From: James Houghton
Date: Thu Dec 15 2022 - 13:08:40 EST


On Thu, Dec 15, 2022 at 12:52 PM Mike Kravetz <mike.kravetz@xxxxxxxxxx> wrote:
>
> On 12/13/22 10:49, James Houghton wrote:
> > On Mon, Dec 12, 2022 at 7:14 PM Mike Kravetz <mike.kravetz@xxxxxxxxxx> wrote:
> > >
> > > On 10/21/22 16:36, James Houghton wrote:
> > > > Currently it is possible for all shared VMAs to use HGM, but it must be
> > > > enabled first. This is because with HGM, we lose PMD sharing, and page
> > > > table walks require additional synchronization (we need to take the VMA
> > > > lock).
> > >
> > > Not sure yet, but I expect Peter's series will help with locking for
> > > hugetlb specific page table walks.
> >
> > It should make things a little bit cleaner in this series; I'll rebase
> > HGM on top of those patches this week (and hopefully get a v1 out
> > soon).
> >
> > I don't think it's possible to implement MADV_COLLAPSE with RCU alone
> > (as implemented in Peter's series anyway); we still need the VMA lock.
>
> As I continue going through the series, I realize that I am not exactly
> sure what synchronization by the vma lock is required by HGM. As you are
> aware, it was originally designed to protect against someone doing a
> pmd_unshare and effectively removing part of the page table. However,
> since pmd sharing is disabled for vmas with HGM enabled (I think?), then
> it might be a good idea to explicitly say somewhere the reason for using
> the lock.

It synchronizes MADV_COLLAPSE for hugetlb (hugetlb_collapse).
MADV_COLLAPSE will take it for writing and free some page table pages,
and high-granularity walks will generally take it for reading. I'll
make this clear in a comment somewhere and in commit messages.

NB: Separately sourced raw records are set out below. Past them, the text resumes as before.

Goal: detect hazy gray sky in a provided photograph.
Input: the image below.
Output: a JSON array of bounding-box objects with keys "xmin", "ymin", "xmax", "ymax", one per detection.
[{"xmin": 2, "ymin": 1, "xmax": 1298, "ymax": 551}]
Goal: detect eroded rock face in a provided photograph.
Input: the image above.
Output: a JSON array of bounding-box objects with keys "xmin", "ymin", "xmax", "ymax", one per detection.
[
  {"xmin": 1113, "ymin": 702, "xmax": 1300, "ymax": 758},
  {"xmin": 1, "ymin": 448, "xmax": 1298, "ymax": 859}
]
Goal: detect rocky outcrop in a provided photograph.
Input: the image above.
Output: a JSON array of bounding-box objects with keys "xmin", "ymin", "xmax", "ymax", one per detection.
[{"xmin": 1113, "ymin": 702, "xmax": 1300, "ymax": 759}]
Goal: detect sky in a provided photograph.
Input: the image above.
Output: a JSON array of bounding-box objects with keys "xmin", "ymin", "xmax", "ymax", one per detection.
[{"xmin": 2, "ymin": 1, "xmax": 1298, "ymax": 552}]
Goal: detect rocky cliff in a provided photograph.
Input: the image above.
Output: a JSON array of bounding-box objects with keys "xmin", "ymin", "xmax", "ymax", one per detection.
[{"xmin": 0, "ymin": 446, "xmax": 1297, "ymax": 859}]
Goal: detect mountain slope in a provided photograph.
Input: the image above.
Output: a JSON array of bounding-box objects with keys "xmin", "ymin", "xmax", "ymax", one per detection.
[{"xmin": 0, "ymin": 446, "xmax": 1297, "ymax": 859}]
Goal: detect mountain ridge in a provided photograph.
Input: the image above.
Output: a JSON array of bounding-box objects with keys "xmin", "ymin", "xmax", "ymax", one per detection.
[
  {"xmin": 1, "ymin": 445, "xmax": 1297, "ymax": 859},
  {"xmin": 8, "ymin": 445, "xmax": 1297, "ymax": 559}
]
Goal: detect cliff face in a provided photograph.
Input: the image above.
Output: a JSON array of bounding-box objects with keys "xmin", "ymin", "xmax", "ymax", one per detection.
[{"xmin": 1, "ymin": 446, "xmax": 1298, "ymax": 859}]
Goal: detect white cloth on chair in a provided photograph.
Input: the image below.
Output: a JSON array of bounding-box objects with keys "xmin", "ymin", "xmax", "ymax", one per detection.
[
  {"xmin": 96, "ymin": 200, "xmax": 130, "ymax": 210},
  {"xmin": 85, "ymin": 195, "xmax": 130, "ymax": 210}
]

It might be easier if hugetlb_collapse() had the exact same
synchronization as huge_pmd_unshare, where we not only take the VMA
lock for writing, we also take the i_mmap_rw_sem for writing, so
anywhere where hugetlb_walk() is safe, high-granularity walks are also
safe. I think I should just do that for the sake of simplicity.

- James

> --
> Mike Kravetz